Seules sont écrites le Sgaw et le Pwo. Deux systèmes ont été créés au XIXe siècle. L'un appelé "monastic script", basé sur l'écriture môn a été mis au point par les monastères bouddhistes qui continuent à l'enseigner, en particulier dans l'état Karen ; l'autre "mission script", basé sur l'alphabet birman est utilisé par les Pwo de l'ouest et par les Sgaw. Il a été élaboré vers 1840 par un missionnaire baptiste américain, le Dr Jonathan Wade, qui a publié un dictionnaire Anglais-Karen en 1883[38]. En 1841, le DrMasson lance un mensuel, le Hsar Du Ghaw qui ne disparaîtra qu'avec l'invasion japonaise. Les Karens Catholiques de Thaïlande utilisent un alphabet romain adapté par les missionnaires français dans les années cinquante.

Enfin, la secte Leikei, qui compte une vingtaine de milliers d'adeptes, utilise une écriture particulière appelée "grattements de poules", vraisemblablement mise au point par le fondateur de la secte au XIXe.
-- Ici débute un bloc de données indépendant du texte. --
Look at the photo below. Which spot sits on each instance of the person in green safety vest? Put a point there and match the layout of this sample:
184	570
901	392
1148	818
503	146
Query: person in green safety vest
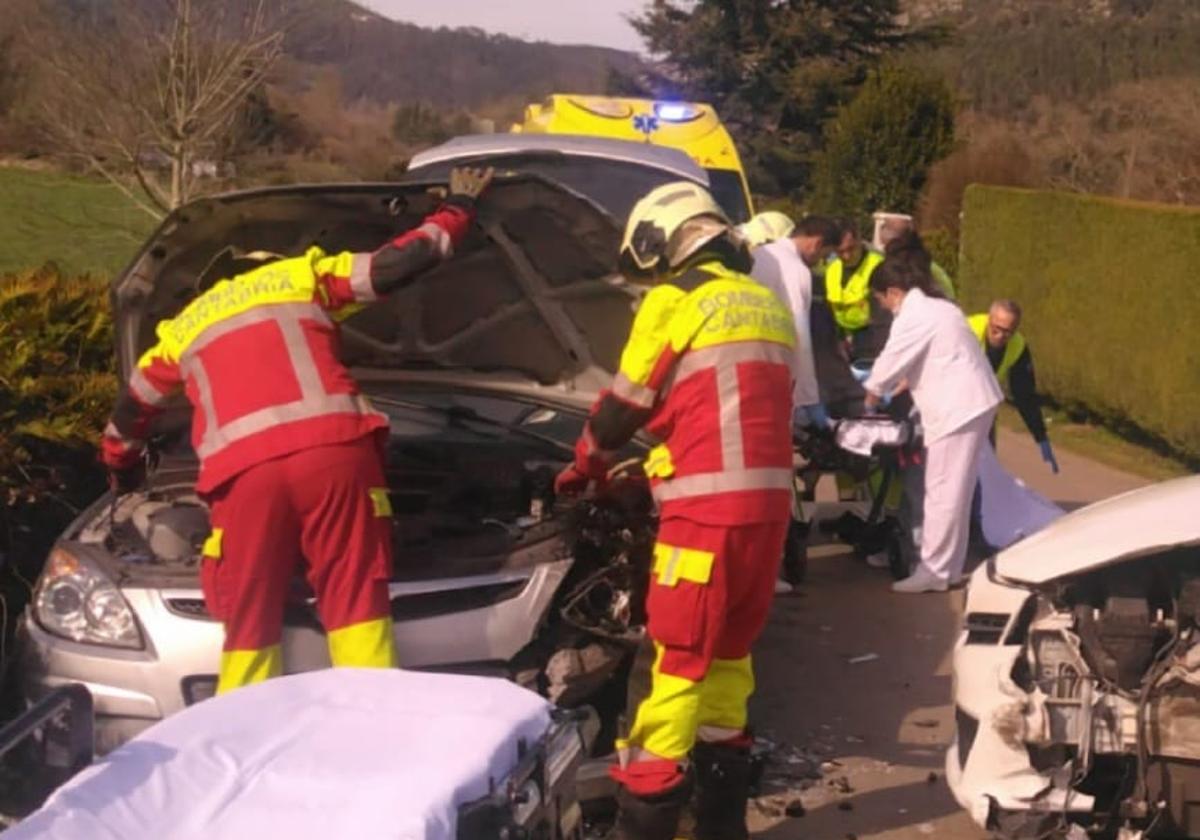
846	282
1008	353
Bien qu'elle soit complaisamment présentée comme "authentiquement karen", son fonctionnement est très certainement inspiré de l'écriture Mon.

La religiosité, voire le mysticisme, occupe une place importante chez les Karens. À l'origine exclusivement Animistes, les peuples karenniques ont subi le prosélytisme de nombreuses religions, à commencer par le Bouddhisme. Bien qu'il n'existe aucune statistique fiable et que l'appartenance religieuse soit l'objet de luttes de pouvoir (l'Animisme n'est pas reconnu comme une religion en Thaïlande et les deux pays mènent une politique d'assimilation par la religion), on pourra estimer à 15 % les animistes ou traditionalistes, 15 à 20 % de chrétiens toutes obédiences confondues, le restant étant bouddhiste. Cependant, nombre de Karens se déclarant d'une religion « officielle » pratiquent l'Animisme dans l'intimité familiale. Si les divers courant protestants tendent à diaboliser les pratiques Animistes, le Bouddhisme cohabite aisément avec les croyances traditionnelles.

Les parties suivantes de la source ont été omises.